En el museo de la vida los años nobles custodian la memoria digna, aquella que, en una dimensión espiritual, halló la salida hacia el asombro infinito, envuelta en una maravillosa sensación de plenitud.
Allí, en ese silencio mayor, se observa al tiempo, taciturno, enamorado del pretérito, como un duende del camino que merodea la fantasía, la palabra blanca que insinúa moralejas y la caricia misteriosa de los recuerdos.
Las ideas supremas hacen una ronda de emotivo testimonio, se asoman al pensamiento con la sabiduría secreta de los mitos y las leyendas, plenas de esa luz excelsa que inspiró a los pensadores.
La nada, también, cree haber encontrado su hogar y se aloja con su juego de saberes, cultiva los instantes de inspiración y sugiere anhelos para ascender al milagro expectante y repasar nostalgias bonitas.
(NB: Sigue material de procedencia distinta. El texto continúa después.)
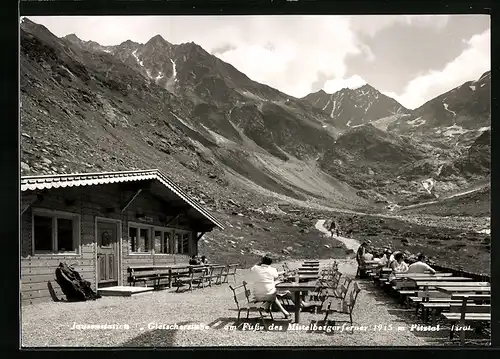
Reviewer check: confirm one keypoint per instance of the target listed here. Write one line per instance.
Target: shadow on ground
(280, 325)
(154, 338)
(409, 316)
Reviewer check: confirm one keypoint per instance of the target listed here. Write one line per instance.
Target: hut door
(107, 250)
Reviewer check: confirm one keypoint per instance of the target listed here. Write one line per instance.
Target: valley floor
(50, 324)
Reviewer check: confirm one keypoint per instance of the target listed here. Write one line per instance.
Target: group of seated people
(196, 260)
(264, 288)
(395, 261)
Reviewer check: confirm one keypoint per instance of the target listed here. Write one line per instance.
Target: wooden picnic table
(309, 270)
(297, 288)
(308, 276)
(464, 289)
(471, 296)
(409, 275)
(427, 283)
(440, 279)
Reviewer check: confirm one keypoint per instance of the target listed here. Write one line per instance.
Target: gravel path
(50, 324)
(350, 243)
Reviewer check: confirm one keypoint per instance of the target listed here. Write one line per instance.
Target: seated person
(264, 286)
(367, 256)
(398, 265)
(360, 257)
(383, 261)
(420, 266)
(194, 260)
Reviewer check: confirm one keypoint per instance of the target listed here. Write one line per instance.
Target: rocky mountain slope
(239, 147)
(455, 118)
(178, 107)
(353, 107)
(107, 113)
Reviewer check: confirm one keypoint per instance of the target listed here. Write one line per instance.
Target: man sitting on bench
(264, 286)
(420, 266)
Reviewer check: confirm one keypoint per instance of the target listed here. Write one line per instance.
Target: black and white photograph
(255, 181)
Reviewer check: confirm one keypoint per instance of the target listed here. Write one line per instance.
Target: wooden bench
(195, 275)
(465, 313)
(241, 295)
(215, 275)
(230, 271)
(148, 273)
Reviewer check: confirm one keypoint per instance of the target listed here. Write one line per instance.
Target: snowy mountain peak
(350, 107)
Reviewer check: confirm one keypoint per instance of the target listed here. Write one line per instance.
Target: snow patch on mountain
(174, 70)
(134, 53)
(445, 105)
(428, 185)
(417, 122)
(440, 168)
(323, 109)
(333, 108)
(454, 130)
(219, 139)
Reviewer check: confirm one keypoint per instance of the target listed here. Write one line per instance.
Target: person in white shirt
(264, 285)
(384, 261)
(420, 266)
(398, 265)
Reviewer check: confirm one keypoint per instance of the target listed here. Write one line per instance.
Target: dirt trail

Es la perfección madurando la cosecha en el modelo perfecto, el universo, arquetipo de lo inmortal, instante cumbre del círculo del retorno, casa -a su vez- del museo, eco del horizonte ideal.
Si la historia de la humanidad se apropia de esa reserva metafísica
y se acoge a la benevolencia del destino, la sensatez vendrá lentamente, sin forzar, ni perseguir y hará converger los sueños a la secuencia natural de la armonía, a la fuente primorosa de la causalidad.
Entonces la sombra azul de la esperanza paseará por el aire, como un colibrí subyugado por la flor, o una mariposa suspendida en sus propios colores.